La rencontre tenue en présence d'une cinquantaine de personnes était organisée au pavillon du lac Beauchamp, et était présidée par Leilani Farha, rapporteuse spéciale de l'ONU sur le logement convenable, et de François Roy, coordonnateur de Logement'Occupe.

« Avec la Stratégie nationale sur le logement attendue avant la fin de l'année, le gouvernement du Canada est bien placé pour aller de l'avant avec ses obligations en matière de droits de la personne. Nous arrivons à un moment important. Je ne pense pas qu'il y aura encore une telle occasion pour agir », a indiqué Mme Farha, qui est aussi présidente de l'organisme national Un Canada sans pauvreté. 

Il y a dix ans, après une mission au Canada, son prédécesseur avait recommandé que « le Canada prenne toutes les mesures nécessaires pour s'assurer que le logement, comme les soins de santé et l'éducation, soit considéré comme faisant partie du bien commun, impliquant des dépenses ciblées pour des logements sociaux pour les personnes dans le besoin », a expliqué Mme Farha.

Parmi tous ces témoignages entendus à Gatineau, une jeune mère de trois enfants de l'Abitibi est venue raconter comment elle s'est retrouvée dans un logement d'urgence après son arrivée dans la région de l'Outaouais l'an dernier où les prix des logements sont très élevés. 

« Il y a des drames humains au quotidien.

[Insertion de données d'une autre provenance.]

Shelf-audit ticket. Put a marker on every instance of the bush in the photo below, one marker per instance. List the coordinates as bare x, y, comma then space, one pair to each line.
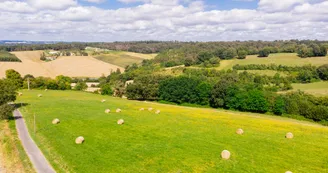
182, 90
307, 76
6, 111
106, 90
264, 52
81, 86
8, 57
279, 106
242, 54
15, 78
323, 72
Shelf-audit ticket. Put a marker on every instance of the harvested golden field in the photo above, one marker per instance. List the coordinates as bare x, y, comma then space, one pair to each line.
73, 66
123, 59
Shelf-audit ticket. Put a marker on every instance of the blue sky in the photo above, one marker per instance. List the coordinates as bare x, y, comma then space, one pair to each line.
183, 20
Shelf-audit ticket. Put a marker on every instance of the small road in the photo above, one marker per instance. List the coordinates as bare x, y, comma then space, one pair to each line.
38, 160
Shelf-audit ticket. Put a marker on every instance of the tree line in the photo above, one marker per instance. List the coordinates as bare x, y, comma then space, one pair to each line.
231, 90
301, 74
8, 57
224, 50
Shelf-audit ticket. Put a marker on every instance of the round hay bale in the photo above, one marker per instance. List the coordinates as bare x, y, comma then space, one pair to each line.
240, 131
120, 122
289, 135
55, 121
79, 140
225, 154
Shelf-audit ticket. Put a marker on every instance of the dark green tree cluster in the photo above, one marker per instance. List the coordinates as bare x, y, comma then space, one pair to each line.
8, 57
312, 50
274, 67
145, 87
81, 85
184, 90
304, 74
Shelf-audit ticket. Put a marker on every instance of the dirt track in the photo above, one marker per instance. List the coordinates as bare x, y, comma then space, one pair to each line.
73, 66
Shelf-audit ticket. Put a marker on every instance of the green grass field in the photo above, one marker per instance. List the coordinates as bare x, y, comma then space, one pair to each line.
123, 59
317, 88
180, 139
288, 59
13, 157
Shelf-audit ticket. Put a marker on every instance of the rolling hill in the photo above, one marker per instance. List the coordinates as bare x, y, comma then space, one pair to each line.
73, 66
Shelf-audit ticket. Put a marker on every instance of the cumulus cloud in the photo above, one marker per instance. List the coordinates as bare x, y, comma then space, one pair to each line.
95, 1
187, 20
51, 4
16, 6
274, 5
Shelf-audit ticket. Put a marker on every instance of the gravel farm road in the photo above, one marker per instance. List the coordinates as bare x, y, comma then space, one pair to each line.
38, 160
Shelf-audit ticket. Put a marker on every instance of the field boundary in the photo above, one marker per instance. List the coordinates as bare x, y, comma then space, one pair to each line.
37, 158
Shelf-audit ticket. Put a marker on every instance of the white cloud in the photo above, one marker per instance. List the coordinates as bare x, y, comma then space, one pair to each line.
162, 20
15, 6
52, 4
95, 1
278, 5
76, 14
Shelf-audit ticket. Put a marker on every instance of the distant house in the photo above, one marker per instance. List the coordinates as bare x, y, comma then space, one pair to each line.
51, 58
128, 82
53, 52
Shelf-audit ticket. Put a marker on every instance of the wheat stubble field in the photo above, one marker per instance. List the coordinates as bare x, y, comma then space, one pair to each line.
73, 66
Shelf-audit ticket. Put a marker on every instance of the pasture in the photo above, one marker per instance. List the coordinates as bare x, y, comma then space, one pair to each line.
179, 139
288, 59
123, 59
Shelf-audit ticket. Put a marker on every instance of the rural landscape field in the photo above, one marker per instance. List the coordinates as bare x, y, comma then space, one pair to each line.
163, 86
179, 139
74, 66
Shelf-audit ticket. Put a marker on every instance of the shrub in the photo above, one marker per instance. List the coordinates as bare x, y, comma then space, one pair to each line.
6, 111
279, 106
106, 90
242, 54
323, 72
264, 52
81, 86
8, 57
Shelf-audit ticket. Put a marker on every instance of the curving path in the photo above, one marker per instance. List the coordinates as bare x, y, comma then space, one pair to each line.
38, 160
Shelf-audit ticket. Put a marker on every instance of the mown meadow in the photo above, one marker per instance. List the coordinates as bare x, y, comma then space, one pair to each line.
179, 139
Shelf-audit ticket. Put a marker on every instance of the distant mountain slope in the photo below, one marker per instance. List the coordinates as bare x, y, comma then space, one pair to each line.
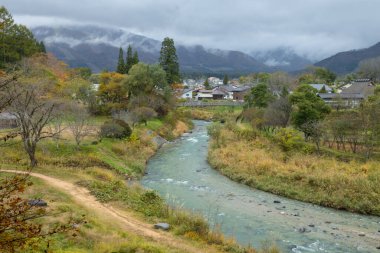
282, 58
347, 62
98, 47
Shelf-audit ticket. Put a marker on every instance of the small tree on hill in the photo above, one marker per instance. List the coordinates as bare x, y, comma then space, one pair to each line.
260, 96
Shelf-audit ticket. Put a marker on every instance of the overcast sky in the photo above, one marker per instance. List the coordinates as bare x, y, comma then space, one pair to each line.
315, 28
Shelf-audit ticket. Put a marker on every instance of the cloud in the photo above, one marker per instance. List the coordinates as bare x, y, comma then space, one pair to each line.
313, 28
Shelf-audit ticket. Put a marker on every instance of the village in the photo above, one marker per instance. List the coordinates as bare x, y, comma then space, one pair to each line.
346, 95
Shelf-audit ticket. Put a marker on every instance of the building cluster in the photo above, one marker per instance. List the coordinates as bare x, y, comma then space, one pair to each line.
348, 96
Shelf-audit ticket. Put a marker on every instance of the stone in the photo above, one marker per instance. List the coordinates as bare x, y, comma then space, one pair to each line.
163, 226
303, 230
37, 202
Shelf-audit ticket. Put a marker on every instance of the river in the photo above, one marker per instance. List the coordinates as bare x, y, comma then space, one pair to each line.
179, 172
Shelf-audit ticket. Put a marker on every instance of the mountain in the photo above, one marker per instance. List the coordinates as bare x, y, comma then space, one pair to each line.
282, 58
347, 62
97, 48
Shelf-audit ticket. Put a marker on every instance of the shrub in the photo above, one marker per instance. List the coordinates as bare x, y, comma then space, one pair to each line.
115, 129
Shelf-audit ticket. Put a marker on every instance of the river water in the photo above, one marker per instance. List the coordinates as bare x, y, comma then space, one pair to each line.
179, 172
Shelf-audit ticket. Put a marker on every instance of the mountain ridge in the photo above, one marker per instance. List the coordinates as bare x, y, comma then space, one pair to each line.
97, 48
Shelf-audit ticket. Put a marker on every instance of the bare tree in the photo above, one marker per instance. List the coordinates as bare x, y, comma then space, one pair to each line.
79, 125
5, 83
33, 112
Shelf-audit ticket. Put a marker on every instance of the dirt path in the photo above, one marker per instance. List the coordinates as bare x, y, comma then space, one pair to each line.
83, 197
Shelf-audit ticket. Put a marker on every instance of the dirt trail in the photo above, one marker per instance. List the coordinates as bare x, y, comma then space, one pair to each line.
83, 197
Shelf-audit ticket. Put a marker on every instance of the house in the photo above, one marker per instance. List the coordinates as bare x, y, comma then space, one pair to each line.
319, 87
240, 92
204, 94
228, 89
186, 94
7, 120
351, 96
219, 94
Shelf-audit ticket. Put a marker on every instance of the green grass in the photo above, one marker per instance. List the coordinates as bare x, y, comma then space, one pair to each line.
334, 179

Des gens vivent dans des conditions infernales. Les témoignages d'aujourd'hui ne sont que la pointe de l'iceberg. Nous ne sommes pas en pénurie, mais les prix sont plus élevés ici dans la région », a raconté M. Roy, de Logemen'Occupe.

Plus de 270 000 ménages locataires au Québec ont des besoins urgents parce qu'ils vivent dans des logements insalubres, trop chers ou trop petits. Pourtant, les investissements des gouvernements du Canada et du Québec ne se traduisent en 2017-2018 que par 3000 nouveaux logements sociaux pour tout le territoire québécois. Seulement à l'OMH de Gatineau, la liste d'attente compte 1000 familles, et plusieurs ne s'inscrivent pas parce qu'il faut cinq ans pour avoir un logement, a souligné M. Roy.

Les audiences doivent permettre de recueillir des témoignages dans quatre autres villes, Rouyn-Noranda, Trois-Rivières, Longueuil et Montréal. La tournée prendra fin le 2 octobre lors de la Journée mondiale de l'Habitat.